The Pythagorians created pure mathematics in the form of number theory and geometry.
They represented integers in the form of configurations of dots or pebbles, classifying these numbers according to the shape of the resulting figures ("curly numbers").
The word "calculation" (calculation, calculation) originates from the Greek word meaning "pebble".
The Pythagorians called the numbers 3, 6, 10, etc. triangular, since the corresponding number of stones can be arranged in the form of a triangle, the numbers 4, 9, 16, etc. square, since the corresponding number of stones can be arranged in the form of a square, etc.
Some properties of integers arose from simple geometric configurations.
For example, the Pythagorians discovered that the sum of two consecutive triangular numbers is always equal to some square number.
They discovered that if (in modern notation) n2 is a square number, then n2 + 2n +1 = (n + 1)2.
The Pythagorians called a number equal to the sum of all its own divisors, except for this number itself, perfect.
Examples of perfect numbers are integers such as 6, 28 and 496.
The Pythagorians called two numbers friendly if each of the numbers is equal to the sum of the divisors of the other; for example, 220 and 284 are friendly numbers (and here the number itself is excluded from its own divisors).
For the Pythagorians, any number represented something more than a quantitative quantity.

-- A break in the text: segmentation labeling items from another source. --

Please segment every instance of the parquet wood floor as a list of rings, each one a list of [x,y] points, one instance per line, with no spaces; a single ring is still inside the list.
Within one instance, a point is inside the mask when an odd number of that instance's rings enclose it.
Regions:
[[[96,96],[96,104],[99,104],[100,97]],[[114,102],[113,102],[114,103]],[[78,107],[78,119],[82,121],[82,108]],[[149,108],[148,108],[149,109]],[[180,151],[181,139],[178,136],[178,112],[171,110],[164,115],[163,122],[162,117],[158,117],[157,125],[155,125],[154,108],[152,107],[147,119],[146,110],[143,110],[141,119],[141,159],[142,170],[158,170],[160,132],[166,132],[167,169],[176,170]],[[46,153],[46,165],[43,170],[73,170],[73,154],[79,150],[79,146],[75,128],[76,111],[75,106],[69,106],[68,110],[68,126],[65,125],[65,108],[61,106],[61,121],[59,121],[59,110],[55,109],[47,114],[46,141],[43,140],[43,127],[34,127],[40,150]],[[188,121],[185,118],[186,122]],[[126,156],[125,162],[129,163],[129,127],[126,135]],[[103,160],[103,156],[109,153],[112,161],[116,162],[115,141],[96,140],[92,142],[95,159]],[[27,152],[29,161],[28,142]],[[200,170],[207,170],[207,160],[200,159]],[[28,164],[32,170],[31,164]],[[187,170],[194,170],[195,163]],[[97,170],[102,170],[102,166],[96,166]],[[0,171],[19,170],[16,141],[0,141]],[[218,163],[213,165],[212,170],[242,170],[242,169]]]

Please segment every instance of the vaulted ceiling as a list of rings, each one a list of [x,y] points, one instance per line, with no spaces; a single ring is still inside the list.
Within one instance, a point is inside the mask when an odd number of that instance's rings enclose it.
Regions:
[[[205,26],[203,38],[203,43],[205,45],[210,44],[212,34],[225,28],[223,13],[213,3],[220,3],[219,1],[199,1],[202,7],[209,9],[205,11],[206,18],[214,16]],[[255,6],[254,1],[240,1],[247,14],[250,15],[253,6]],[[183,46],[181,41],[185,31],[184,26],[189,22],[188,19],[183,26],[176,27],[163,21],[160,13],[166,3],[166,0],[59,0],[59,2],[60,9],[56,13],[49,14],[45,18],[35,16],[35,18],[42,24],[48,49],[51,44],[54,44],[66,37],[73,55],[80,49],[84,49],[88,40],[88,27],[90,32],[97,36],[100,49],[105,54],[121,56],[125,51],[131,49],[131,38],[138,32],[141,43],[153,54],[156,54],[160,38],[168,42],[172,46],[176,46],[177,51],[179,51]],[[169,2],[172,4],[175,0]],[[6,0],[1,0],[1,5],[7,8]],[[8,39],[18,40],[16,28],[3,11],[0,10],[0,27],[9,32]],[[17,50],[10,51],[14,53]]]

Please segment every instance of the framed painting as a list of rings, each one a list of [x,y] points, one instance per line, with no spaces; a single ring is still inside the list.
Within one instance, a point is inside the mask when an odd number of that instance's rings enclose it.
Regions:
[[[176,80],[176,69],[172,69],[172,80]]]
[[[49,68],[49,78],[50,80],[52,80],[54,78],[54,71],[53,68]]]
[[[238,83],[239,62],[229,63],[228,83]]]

For example, the number 2, according to their view, meant a difference and therefore was identified with an opinion.
The four represented justice, since this is the first number equal to the product of two identical multipliers.
The Pythagorians also discovered that the sum of some pairs of square numbers is again a square number.
For example, the sum of 9 and 16 is 25, and the sum of 25 and 144 is 169.
Such triples of numbers as 3, 4 and 5 or 5, 12 and 13 are called Pythagorean numbers.
They have a geometric interpretation: if two numbers from the triple are equated to the lengths of the legs of a right triangle, then the third number will be equal to the length of its hypotenuse.
This interpretation, apparently, led the Pythagorians to realize a more general fact, now known as the Pythagorean theorem, according to which in any right triangle the square of the length of the hypotenuse is equal to the sum of the squares of the lengths of the legs.